Not so Fast. Not so Fast: The LAGuide to Coping with Change
Who among us hasn’t stepped outside on the first crisp day of autumn, taken a deep woodsy breath, coughed, and exclaimed that “change is in the air.” And, I’m sure that many of us grew up with a “philosopher uncle.” In my case it was great Uncle Mulliner, who would as he sat by the fire in every weather, place his paper down, scratch his balding head, take a sip of his cold tea and a puff on his dead pipe and wisely proclaim, “The more things change the more they stay the same.”

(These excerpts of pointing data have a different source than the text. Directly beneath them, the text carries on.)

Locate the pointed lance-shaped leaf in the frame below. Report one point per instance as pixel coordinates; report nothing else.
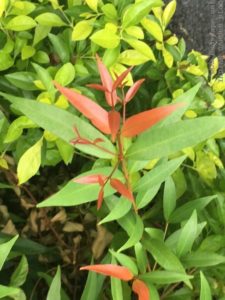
(94, 112)
(114, 123)
(133, 90)
(141, 289)
(119, 272)
(107, 82)
(119, 80)
(91, 179)
(143, 121)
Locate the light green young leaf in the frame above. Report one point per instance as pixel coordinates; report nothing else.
(169, 12)
(50, 19)
(5, 250)
(20, 274)
(82, 30)
(169, 198)
(21, 23)
(205, 288)
(105, 39)
(55, 288)
(187, 236)
(135, 236)
(159, 142)
(65, 75)
(29, 162)
(136, 12)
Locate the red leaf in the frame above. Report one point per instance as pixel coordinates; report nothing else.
(90, 179)
(94, 112)
(133, 90)
(107, 82)
(100, 198)
(141, 289)
(98, 87)
(121, 78)
(122, 189)
(114, 123)
(143, 121)
(119, 272)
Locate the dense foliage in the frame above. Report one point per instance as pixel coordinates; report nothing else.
(147, 143)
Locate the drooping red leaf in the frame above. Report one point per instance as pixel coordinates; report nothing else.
(114, 123)
(141, 289)
(100, 198)
(119, 272)
(89, 179)
(94, 112)
(143, 121)
(121, 78)
(122, 189)
(107, 82)
(133, 90)
(98, 87)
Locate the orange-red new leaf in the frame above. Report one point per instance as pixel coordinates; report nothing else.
(94, 112)
(119, 272)
(133, 90)
(143, 121)
(141, 289)
(114, 123)
(107, 82)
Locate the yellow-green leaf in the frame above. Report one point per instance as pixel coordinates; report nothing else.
(153, 28)
(82, 30)
(169, 12)
(21, 23)
(50, 19)
(29, 162)
(105, 39)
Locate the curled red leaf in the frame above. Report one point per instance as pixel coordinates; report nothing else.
(94, 112)
(133, 90)
(114, 123)
(141, 289)
(119, 272)
(143, 121)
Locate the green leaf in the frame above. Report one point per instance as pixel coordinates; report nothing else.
(205, 288)
(105, 39)
(135, 236)
(29, 162)
(164, 277)
(200, 259)
(187, 235)
(66, 74)
(116, 286)
(19, 276)
(5, 250)
(50, 19)
(55, 288)
(159, 142)
(75, 194)
(136, 12)
(16, 128)
(82, 30)
(6, 61)
(169, 198)
(158, 174)
(169, 12)
(21, 23)
(61, 123)
(184, 212)
(141, 257)
(120, 209)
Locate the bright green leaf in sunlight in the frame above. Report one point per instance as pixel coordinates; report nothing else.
(29, 162)
(5, 250)
(55, 287)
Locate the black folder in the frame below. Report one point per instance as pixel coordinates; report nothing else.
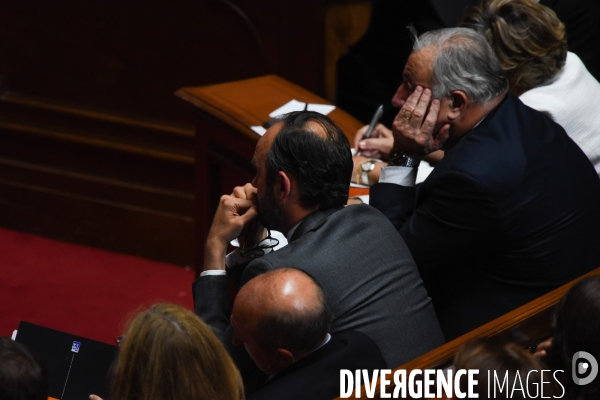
(77, 366)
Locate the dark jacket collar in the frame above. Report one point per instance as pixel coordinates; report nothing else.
(312, 222)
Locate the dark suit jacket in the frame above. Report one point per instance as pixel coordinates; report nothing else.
(510, 213)
(366, 272)
(317, 376)
(371, 70)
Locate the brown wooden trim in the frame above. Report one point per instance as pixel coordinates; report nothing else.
(97, 179)
(443, 355)
(59, 107)
(92, 141)
(73, 196)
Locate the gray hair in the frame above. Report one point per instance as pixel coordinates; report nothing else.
(464, 61)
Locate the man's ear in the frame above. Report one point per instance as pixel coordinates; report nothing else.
(283, 186)
(458, 104)
(285, 358)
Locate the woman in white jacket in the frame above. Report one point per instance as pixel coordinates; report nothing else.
(530, 42)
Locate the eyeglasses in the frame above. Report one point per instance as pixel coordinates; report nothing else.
(261, 248)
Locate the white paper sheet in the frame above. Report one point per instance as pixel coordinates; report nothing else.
(295, 105)
(258, 129)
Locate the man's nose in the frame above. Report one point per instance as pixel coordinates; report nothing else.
(399, 98)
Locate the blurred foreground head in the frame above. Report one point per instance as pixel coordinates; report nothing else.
(170, 353)
(21, 375)
(578, 329)
(494, 359)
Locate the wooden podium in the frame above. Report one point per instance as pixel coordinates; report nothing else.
(225, 143)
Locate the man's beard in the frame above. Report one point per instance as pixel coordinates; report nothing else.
(270, 214)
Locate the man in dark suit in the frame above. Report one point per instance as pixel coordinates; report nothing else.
(367, 75)
(303, 166)
(511, 212)
(282, 318)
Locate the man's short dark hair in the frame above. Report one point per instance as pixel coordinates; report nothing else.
(322, 166)
(297, 332)
(21, 375)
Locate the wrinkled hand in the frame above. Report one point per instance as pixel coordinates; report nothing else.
(253, 232)
(234, 213)
(378, 145)
(413, 127)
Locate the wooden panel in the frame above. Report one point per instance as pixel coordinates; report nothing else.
(107, 180)
(526, 325)
(245, 103)
(131, 56)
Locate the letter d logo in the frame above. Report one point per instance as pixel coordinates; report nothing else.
(580, 368)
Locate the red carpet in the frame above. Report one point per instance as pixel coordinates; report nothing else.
(80, 290)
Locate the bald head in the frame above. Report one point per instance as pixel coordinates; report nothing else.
(285, 309)
(280, 291)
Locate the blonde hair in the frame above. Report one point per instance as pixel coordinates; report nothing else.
(170, 353)
(527, 37)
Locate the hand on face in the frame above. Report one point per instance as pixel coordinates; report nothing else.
(253, 232)
(414, 126)
(378, 145)
(235, 212)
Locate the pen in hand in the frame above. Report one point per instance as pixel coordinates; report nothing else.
(373, 124)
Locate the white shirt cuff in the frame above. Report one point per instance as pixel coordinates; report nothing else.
(213, 272)
(403, 176)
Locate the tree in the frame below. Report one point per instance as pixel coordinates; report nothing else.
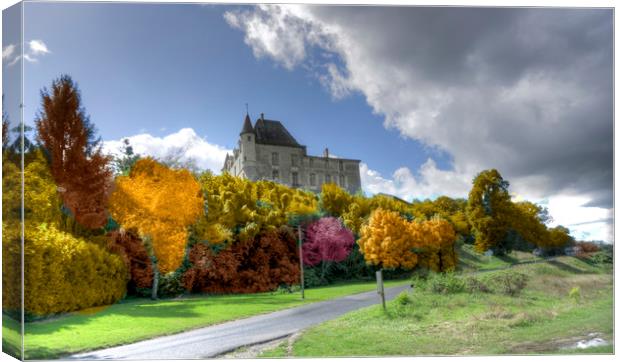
(77, 163)
(387, 242)
(327, 240)
(489, 211)
(334, 200)
(124, 163)
(160, 203)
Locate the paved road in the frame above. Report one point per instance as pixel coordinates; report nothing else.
(221, 338)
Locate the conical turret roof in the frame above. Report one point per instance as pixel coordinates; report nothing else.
(247, 125)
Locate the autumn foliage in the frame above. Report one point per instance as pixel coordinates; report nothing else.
(326, 241)
(64, 273)
(387, 241)
(131, 248)
(251, 265)
(160, 203)
(391, 241)
(77, 164)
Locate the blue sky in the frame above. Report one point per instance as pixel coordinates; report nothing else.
(425, 97)
(159, 68)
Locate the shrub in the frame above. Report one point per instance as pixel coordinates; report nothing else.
(575, 294)
(171, 284)
(130, 247)
(602, 257)
(445, 283)
(508, 282)
(404, 298)
(475, 285)
(253, 265)
(312, 278)
(65, 273)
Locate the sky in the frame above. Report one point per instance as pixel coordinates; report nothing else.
(425, 97)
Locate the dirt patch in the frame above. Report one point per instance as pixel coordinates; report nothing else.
(558, 344)
(252, 351)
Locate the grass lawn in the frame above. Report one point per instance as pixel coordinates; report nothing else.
(133, 320)
(11, 337)
(470, 260)
(543, 319)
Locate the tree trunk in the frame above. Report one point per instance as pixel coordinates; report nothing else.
(155, 280)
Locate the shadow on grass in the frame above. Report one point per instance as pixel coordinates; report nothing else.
(164, 309)
(566, 267)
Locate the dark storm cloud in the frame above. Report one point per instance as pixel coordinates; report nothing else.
(525, 90)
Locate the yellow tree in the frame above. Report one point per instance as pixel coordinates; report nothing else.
(334, 200)
(387, 241)
(160, 203)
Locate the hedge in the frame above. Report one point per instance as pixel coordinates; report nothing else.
(64, 273)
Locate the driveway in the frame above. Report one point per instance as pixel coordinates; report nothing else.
(212, 341)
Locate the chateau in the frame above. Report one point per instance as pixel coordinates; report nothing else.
(267, 151)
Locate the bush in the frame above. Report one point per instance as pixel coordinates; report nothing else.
(171, 285)
(602, 258)
(258, 264)
(575, 294)
(475, 285)
(312, 278)
(445, 283)
(64, 273)
(507, 282)
(403, 298)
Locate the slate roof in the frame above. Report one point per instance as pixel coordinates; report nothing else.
(247, 125)
(269, 132)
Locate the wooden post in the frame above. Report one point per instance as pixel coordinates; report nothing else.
(380, 289)
(301, 262)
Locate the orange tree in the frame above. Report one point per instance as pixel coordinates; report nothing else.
(387, 241)
(160, 203)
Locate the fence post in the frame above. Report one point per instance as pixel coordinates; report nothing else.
(301, 262)
(380, 289)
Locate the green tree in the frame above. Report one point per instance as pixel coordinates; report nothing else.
(489, 211)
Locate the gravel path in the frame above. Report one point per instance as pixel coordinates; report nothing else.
(218, 339)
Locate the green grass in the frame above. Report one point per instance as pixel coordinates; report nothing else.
(11, 337)
(542, 319)
(133, 320)
(470, 260)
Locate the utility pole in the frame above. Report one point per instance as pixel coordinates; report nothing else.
(301, 262)
(380, 289)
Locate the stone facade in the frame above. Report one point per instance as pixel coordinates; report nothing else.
(267, 151)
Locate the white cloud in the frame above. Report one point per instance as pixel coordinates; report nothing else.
(430, 183)
(185, 145)
(7, 51)
(38, 47)
(510, 90)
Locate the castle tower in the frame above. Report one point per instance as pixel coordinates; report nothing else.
(247, 147)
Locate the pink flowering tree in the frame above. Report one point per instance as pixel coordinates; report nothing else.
(327, 241)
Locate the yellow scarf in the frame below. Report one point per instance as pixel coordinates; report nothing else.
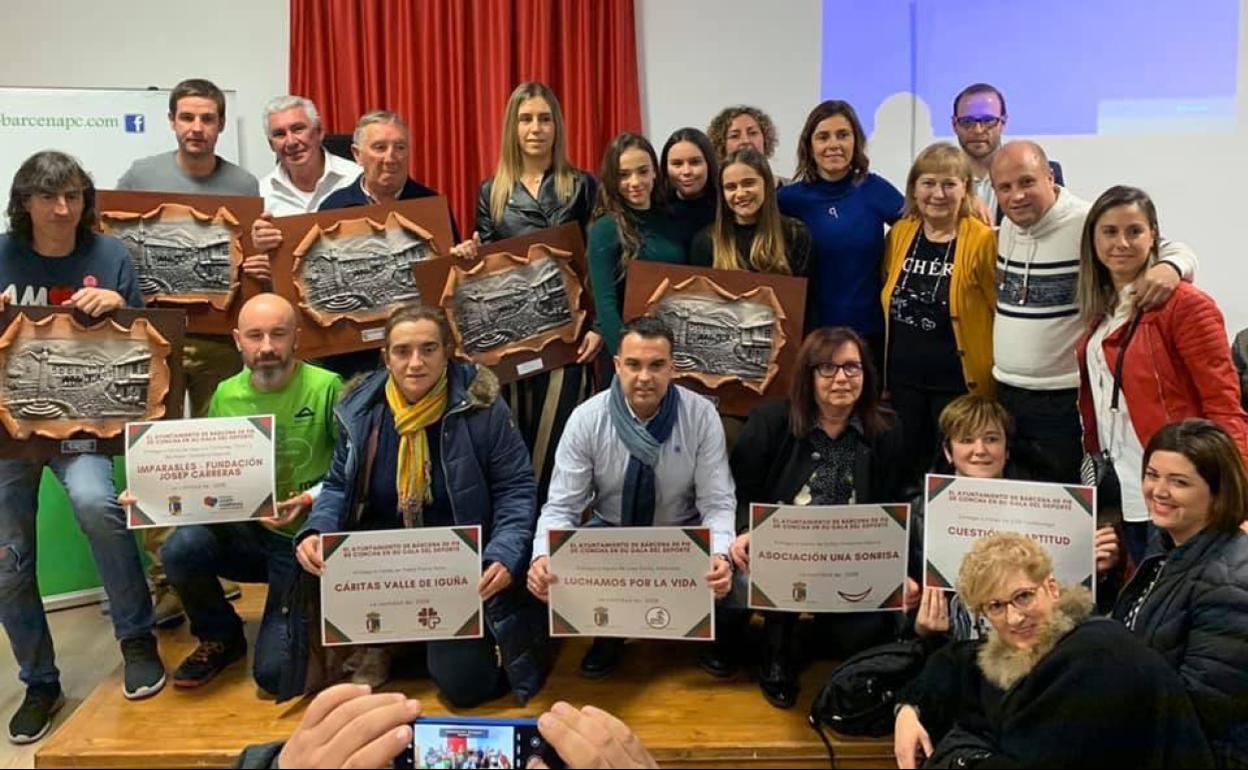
(414, 466)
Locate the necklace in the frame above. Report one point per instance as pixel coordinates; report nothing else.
(940, 275)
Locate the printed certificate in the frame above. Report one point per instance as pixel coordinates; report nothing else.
(632, 582)
(200, 471)
(960, 511)
(401, 585)
(828, 558)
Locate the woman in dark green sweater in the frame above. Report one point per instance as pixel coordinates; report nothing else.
(632, 222)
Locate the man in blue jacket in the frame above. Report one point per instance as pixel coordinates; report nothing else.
(51, 256)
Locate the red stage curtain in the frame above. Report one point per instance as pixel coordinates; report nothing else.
(447, 66)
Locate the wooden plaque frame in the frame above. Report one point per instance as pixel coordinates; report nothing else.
(345, 335)
(170, 323)
(516, 363)
(733, 397)
(201, 316)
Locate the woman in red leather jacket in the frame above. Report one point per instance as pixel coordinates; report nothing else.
(1174, 360)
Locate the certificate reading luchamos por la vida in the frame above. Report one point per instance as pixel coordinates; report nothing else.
(960, 511)
(206, 471)
(632, 582)
(828, 558)
(401, 585)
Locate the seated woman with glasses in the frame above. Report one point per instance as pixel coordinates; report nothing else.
(976, 433)
(1050, 687)
(1188, 600)
(831, 443)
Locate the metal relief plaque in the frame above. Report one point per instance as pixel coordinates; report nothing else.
(360, 268)
(181, 253)
(736, 332)
(59, 377)
(507, 303)
(720, 336)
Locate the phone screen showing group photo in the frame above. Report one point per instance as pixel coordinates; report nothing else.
(474, 744)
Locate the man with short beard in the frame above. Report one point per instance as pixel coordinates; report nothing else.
(979, 120)
(301, 397)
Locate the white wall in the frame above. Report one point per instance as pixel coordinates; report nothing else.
(698, 56)
(241, 45)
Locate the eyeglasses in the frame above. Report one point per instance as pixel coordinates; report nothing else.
(984, 121)
(1021, 602)
(853, 370)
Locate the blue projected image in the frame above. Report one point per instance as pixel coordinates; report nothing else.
(1066, 68)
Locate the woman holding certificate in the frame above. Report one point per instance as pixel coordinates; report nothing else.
(831, 443)
(976, 433)
(427, 442)
(1188, 600)
(1140, 370)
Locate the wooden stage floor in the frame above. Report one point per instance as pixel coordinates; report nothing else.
(684, 716)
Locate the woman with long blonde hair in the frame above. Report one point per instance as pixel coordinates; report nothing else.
(534, 187)
(749, 232)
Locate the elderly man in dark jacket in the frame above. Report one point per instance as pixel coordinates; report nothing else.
(479, 473)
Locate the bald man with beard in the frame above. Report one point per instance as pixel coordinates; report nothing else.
(301, 397)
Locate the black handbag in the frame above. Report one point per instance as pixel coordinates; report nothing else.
(861, 693)
(1097, 468)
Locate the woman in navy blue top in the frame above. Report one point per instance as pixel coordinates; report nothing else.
(846, 209)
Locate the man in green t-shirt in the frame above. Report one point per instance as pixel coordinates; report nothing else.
(301, 397)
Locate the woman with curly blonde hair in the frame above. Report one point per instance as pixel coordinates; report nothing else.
(1050, 687)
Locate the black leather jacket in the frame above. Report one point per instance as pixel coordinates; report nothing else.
(524, 215)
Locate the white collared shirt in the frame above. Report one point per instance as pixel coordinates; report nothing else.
(282, 199)
(693, 483)
(1115, 431)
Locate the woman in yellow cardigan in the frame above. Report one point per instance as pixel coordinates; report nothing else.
(939, 300)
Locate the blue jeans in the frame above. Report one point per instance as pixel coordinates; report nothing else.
(87, 479)
(245, 552)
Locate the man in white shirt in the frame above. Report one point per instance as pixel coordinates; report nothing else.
(1037, 321)
(645, 452)
(306, 172)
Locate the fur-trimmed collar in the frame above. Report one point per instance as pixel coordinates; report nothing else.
(1004, 664)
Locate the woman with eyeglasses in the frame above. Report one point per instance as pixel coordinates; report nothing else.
(1188, 600)
(975, 443)
(831, 443)
(1050, 687)
(939, 300)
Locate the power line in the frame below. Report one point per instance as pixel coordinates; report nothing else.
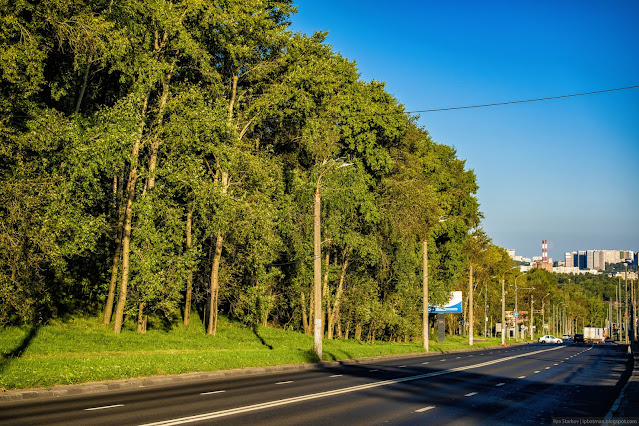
(522, 101)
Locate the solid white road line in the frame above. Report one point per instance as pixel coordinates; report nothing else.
(104, 408)
(309, 397)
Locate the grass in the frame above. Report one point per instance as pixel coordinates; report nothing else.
(82, 350)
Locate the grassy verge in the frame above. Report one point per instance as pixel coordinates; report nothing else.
(82, 350)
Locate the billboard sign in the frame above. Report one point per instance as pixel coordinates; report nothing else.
(454, 305)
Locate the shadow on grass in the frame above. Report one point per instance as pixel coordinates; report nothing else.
(256, 332)
(17, 352)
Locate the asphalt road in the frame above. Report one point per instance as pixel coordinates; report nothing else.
(531, 383)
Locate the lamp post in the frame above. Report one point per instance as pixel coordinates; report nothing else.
(503, 305)
(516, 313)
(425, 288)
(530, 319)
(470, 303)
(317, 259)
(543, 312)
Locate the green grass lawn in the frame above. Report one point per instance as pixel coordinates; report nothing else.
(82, 350)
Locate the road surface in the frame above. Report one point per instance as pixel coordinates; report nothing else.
(525, 384)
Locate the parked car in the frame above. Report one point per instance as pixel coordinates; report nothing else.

Make no mistake about it, change is coming. It is even coming to the Centre region, where it has been 1954 since, well 1954. And although, humankind, particularly Americans, find it difficult to accept, change did not start with Obama’s presidential campaign in 2008. Philosophers, poets and politicians have been commenting on the causes and effects of change for thousands of years. Heraclitus even argued that “there is nothing permanent except change.” While to Confucius, “Only the wisest and stupidest of men never change.” A subtle Lao Tzu states, “If you do not change direction, you may end up where you are heading.” And C.S. Lewis helpfully adds, “It may be hard for an egg to turn into a bird: it would be a jolly sight harder for it to learn to fly while remaining an egg.” We even know where change happens, thanks to Ronnie Reagan who said, “All great change in America begins at the dinner table.” And where it doesn’t, thanks to George Carlin who said, “I put a dollar in a change machine. Nothing changed.”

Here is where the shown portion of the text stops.